Hello, I wonder if a ginseng can hurt any baby if I use it during breastfeeding. I have been living for nearly four years (first little girl three and the other for less than a year) and I'm a little tired, so I would like to try to make a gingerie "non-energized": c) Thank you and wish nice days, Barbora B.
Dear Mrs Barboro,
The answer to your question in a nutshell is: Effective saponins (panaxosides) that ginseng contains are going through a placental barrier and also into breast milk. When using regular low doses (2g / day), there are no side effects for you or your baby. In this dosage you can try it. However, for higher doses, avoid taking ginseng more frequently - let's say a month and then not a month again. You know, my duty is to put a warning tone on pregnant women and infants in any sign of uncertainty, which is what I do, but there are studies in which ginseng babies benefit as well as adults.
For future moms
In the first three months of pregnancy, it is better to avoid ginseng (as well as other medicines, herbs, spices, etc.). This is the key phase when all the organ systems are formed in the embryo. At this stage, molecular mechanisms are embedded in the game, which are never used in the same form in the same way - heart, brain, and other organs are based only once. That's why it's hard to guess how the drug will work on embryo development, although it may be harmless for children and adults alike. Fruits older than three months and babies after birth essentially only grow and their molecular pathways are more or less the same as adults.
According to the literature, ginseng is essentially safe in pregnancy and lactation
The issue of ginseng use during pregnancy and lactation is addressed in Seely2008sep . He says ginseng seems safe in pregnancy and lactation. Ginseng is even traditionally recommended during and after giving birth to the overall strengthening of the woman. The reasons why Seely2008sep as well as me recommend caution are purely safety.
According to Seely2008sep, there are no scientific reports that ginseng has had side effects during pregnancy and breastfeeding.

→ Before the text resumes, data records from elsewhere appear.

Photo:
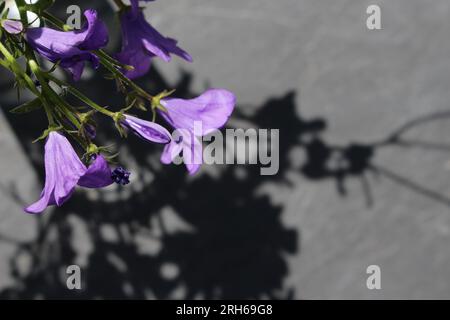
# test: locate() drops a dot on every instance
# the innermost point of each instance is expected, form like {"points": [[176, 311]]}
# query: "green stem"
{"points": [[108, 65], [81, 96], [17, 70]]}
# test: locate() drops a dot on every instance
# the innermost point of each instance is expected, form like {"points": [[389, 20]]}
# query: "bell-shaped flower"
{"points": [[71, 48], [147, 130], [195, 118], [64, 171], [141, 42]]}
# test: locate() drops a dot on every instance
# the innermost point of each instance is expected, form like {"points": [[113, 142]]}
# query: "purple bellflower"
{"points": [[71, 48], [64, 171], [195, 118], [141, 42], [147, 130]]}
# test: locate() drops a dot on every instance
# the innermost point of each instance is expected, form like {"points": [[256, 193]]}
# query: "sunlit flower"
{"points": [[64, 171], [72, 48], [141, 42], [195, 118]]}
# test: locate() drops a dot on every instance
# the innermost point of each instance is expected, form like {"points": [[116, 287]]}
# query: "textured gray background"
{"points": [[366, 84]]}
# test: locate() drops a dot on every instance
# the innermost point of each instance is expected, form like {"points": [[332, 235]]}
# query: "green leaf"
{"points": [[27, 107]]}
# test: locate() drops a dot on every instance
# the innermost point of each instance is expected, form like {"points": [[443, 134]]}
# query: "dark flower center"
{"points": [[121, 176]]}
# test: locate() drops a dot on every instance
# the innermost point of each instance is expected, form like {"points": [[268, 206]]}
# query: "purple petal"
{"points": [[71, 48], [191, 147], [138, 59], [147, 130], [98, 175], [171, 150], [96, 33], [12, 27], [212, 109], [63, 169]]}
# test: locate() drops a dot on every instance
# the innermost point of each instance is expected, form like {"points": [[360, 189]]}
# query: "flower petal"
{"points": [[147, 130], [63, 169], [213, 109]]}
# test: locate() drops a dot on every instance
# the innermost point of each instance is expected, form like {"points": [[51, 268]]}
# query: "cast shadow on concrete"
{"points": [[166, 235]]}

The only report on the negative effect of "ginseng" on child development (androgenization) was the result of fumigation of ginseng - Percipoca sepium was sold to the patient in place of ginseng. High doses of ginsenosides Rb1, Rc and Re also succeeded in inducing damage in rat embryos, but were significantly higher than those achievable by conventional dosing.

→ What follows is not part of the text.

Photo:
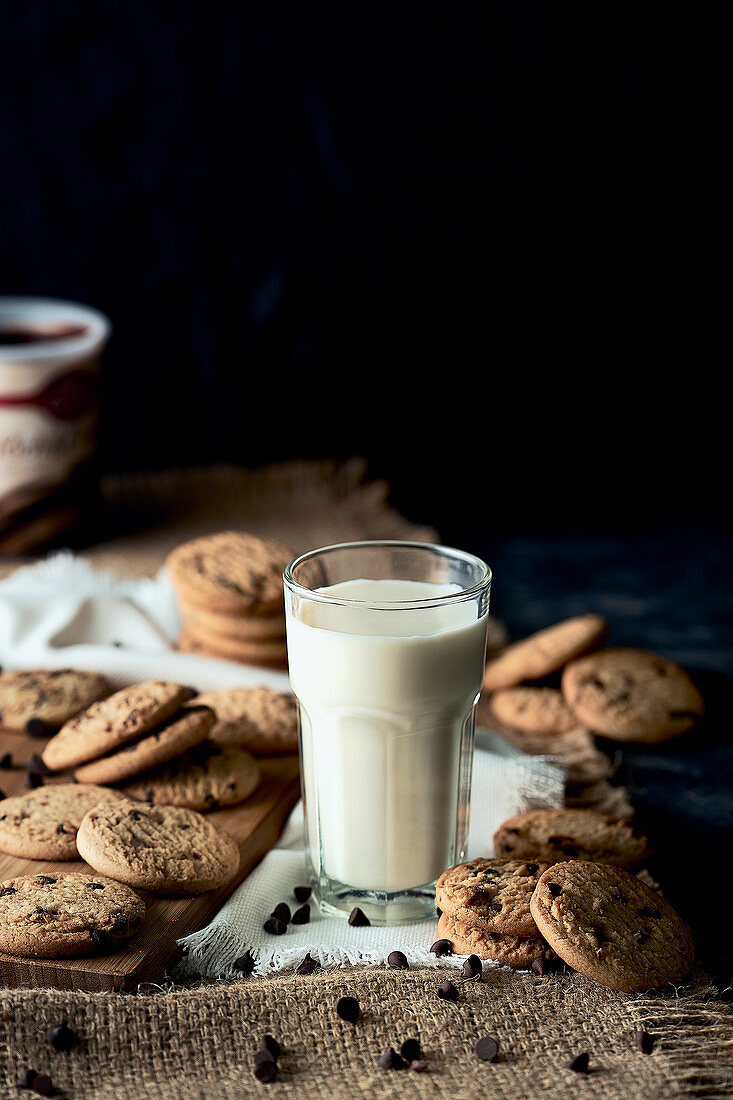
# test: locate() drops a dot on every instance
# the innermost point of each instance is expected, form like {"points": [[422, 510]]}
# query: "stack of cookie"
{"points": [[562, 889], [229, 589], [567, 677]]}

The ginseng panaxoside mixture was clinically tested in pregnancy as a medicine for slowing fetal growth ( Zhang1994gst ). The effect of panaxoside on fetal growth was found to be positive and statistically significant. Regarding your question, it is important that the authors performed extensive metabolic tests for the treated baby and did not find any metabolic or hormonal differences from the control group. According to this study, ginseng in pregnancy and babies would be beneficial and harmless as well as in adults. The animal studies mentioned in Seely2008sep further show the protective effects of ginseng on the neonatal brain during alcohol poisoning (rat) and the positive effect of ginseng on macrophage activity at lactation (home turbidity). In humans, the effect of ginseng on lactation has not yet been investigated.